Topmanager im Mittelstand wechseln oft das Unternehmen

Ein Drittel der Führungskräfte ist auf Jobsuche. Falsche Vorstellungen vom Arbeitsverhältnis zum Chef sorgen für den erhöhten Wechselwillen der Manager. Für mittelständische Betriebe wiegen die Folgen schwer: Hohe Rekrutierungskosten, lange Vakanzzeiten und eine fehlende strategische Kontinuität können das Unternehmen schwächen.

Ein Drittel der Topmanager aus mittelgroßen Unternehmen (500 bis 1.000 Mitarbeiter) ist aktiv auf Jobsuche. Weitere 40 Prozent sind offen für neue Angebote. Über alle Firmengrößen (100 bis 5.000 Mitarbeiter) hinweg sind nur 18 Prozent der Führungskräfte konkret auf der Suche. Für die Studie „Jobwechsel im Topmanagement“ der Personalberatung InterSearch Executive Consultants wurden 150 Vorstände, Geschäftsführer sowie Bereichsleiter befragt.

Die Zahlen überraschen, da Mittelständler als Arbeitgeber generell begehrt sind. Manager, die bei mittelgroßen Unternehmen mit bis zu 1.000 Mitarbeitern arbeiten, sich ganz bewusst für ihre Firma entschieden haben. So geben 78 Prozent an, dass der gesellschaftsrechtliche Hintergrund bei ihrer letzten Arbeitgeberwahl eine große oder sehr große Rolle gespielt hat. „Die Kandidaten unterschätzen häufig, wie wichtig der persönliche Draht in mittelgroßen und vor allem inhabergeführten Unternehmen ist. Ein guter Kontakt zum Inhaber ist zwingende Voraussetzung für eine erfolgreiche Karriere“, sagt Thomas Bockholdt, Geschäftsführender Gesellschafter der auf den Mittelstand spezialisierten Personalberatung InterSearch Executive Consultants.

„Wenn der Manager mit dem Unternehmenschef auf einer Wellenlänge ist, kann es funktionieren – wenn nicht, wird der Manager auf Dauer mit den speziellen Gepflogenheiten der Firma nicht glücklich“, sagt Bockholdt. Er verweist darauf, dass im Mittelstand die Arbeitskultur deutlich stärker vom Unternehmenschef geprägt wird als in Konzernen. „Auch ein Bereichswechsel nützt hier wenig, denn der Chef mischt sich in der Regel überall ein“, so Bockholdt.
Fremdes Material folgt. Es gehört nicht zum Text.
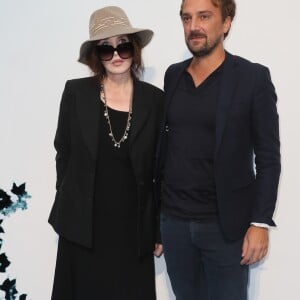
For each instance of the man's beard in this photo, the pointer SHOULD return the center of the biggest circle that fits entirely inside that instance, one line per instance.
(206, 49)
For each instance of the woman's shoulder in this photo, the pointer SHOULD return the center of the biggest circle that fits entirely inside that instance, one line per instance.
(146, 86)
(82, 81)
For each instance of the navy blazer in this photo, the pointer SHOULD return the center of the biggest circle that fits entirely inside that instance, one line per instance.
(247, 151)
(77, 141)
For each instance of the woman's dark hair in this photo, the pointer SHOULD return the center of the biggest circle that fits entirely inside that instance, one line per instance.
(137, 67)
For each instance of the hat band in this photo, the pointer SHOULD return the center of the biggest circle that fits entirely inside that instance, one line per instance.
(97, 27)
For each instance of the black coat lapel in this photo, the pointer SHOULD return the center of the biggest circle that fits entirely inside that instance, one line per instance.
(88, 110)
(140, 110)
(225, 96)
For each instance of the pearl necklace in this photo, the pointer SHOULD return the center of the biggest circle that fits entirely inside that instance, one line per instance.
(117, 144)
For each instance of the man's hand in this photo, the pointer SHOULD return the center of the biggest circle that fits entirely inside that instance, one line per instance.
(255, 246)
(158, 250)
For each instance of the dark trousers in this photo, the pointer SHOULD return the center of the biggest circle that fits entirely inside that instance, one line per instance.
(201, 264)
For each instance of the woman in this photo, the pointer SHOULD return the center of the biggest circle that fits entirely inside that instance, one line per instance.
(105, 141)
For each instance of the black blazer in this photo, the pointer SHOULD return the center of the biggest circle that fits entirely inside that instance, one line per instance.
(246, 133)
(76, 142)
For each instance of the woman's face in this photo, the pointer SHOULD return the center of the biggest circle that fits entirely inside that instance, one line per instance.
(116, 65)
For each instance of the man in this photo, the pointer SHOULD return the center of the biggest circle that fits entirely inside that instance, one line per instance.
(218, 160)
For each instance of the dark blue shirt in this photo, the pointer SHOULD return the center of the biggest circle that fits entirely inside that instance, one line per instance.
(189, 186)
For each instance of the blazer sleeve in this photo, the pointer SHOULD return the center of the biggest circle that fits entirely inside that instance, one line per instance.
(265, 127)
(62, 141)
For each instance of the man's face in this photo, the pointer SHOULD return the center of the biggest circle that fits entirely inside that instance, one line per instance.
(203, 26)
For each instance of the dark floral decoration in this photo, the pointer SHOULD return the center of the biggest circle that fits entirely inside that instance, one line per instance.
(9, 205)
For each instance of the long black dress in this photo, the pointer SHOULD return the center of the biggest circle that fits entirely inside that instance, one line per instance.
(111, 269)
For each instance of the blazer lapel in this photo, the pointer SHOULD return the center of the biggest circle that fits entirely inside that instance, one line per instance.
(88, 110)
(226, 93)
(140, 110)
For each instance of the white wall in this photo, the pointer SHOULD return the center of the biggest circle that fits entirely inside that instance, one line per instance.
(39, 45)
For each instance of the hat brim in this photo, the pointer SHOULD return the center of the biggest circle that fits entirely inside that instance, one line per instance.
(145, 36)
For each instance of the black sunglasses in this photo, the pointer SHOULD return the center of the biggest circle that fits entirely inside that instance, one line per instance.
(106, 52)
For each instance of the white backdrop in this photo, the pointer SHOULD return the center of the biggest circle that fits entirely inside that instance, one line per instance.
(39, 45)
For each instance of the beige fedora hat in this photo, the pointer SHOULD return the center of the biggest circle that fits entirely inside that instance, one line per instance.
(108, 22)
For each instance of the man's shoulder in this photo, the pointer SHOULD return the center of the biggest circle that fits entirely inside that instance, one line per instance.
(178, 66)
(245, 63)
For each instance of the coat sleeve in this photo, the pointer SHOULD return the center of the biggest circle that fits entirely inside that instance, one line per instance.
(265, 127)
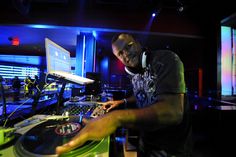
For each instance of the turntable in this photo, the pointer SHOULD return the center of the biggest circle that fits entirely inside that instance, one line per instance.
(42, 140)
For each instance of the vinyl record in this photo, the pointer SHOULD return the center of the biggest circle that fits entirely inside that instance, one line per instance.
(43, 139)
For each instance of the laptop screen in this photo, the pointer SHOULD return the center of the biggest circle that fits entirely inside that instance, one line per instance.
(57, 58)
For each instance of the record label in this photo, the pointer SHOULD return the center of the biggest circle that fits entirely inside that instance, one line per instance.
(67, 129)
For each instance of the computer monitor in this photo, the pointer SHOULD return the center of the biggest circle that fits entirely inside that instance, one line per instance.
(59, 64)
(58, 58)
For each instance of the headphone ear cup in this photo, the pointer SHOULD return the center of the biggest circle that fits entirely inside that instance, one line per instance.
(131, 71)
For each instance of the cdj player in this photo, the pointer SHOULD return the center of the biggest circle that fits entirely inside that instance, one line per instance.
(44, 133)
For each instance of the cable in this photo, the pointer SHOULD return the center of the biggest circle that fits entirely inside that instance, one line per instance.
(15, 111)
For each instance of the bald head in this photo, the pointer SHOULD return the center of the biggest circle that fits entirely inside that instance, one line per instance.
(126, 49)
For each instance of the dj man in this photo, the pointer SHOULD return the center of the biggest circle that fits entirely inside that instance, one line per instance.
(159, 92)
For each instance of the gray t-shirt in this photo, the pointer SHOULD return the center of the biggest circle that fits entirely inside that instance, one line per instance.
(164, 74)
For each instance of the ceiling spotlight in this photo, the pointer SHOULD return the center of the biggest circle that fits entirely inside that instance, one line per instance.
(180, 6)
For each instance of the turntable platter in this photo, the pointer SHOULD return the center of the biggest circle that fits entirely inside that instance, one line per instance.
(42, 140)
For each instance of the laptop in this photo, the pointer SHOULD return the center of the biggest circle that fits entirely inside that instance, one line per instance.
(59, 64)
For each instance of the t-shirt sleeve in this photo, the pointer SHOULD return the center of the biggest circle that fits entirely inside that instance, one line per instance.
(170, 74)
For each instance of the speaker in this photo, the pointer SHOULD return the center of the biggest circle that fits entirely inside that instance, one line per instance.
(96, 87)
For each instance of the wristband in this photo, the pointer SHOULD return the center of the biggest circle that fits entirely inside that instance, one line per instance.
(125, 101)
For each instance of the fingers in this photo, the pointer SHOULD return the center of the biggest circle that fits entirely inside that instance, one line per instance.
(85, 120)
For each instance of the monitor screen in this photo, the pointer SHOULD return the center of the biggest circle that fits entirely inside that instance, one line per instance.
(58, 58)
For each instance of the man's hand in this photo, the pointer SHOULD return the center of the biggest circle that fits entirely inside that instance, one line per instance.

Dieses Spannungsfeld wird auch von einer vorangegangenen Unternehmensbefragung der Personalberatung belegt. Sie zeigt: 31 Prozent der Personalverantwortlichen von Unternehmen bis zu 1.000 Mitarbeitern haben sich schon von Managern getrennt, weil diese sich nicht in die Unternehmenskultur einfügen konnten.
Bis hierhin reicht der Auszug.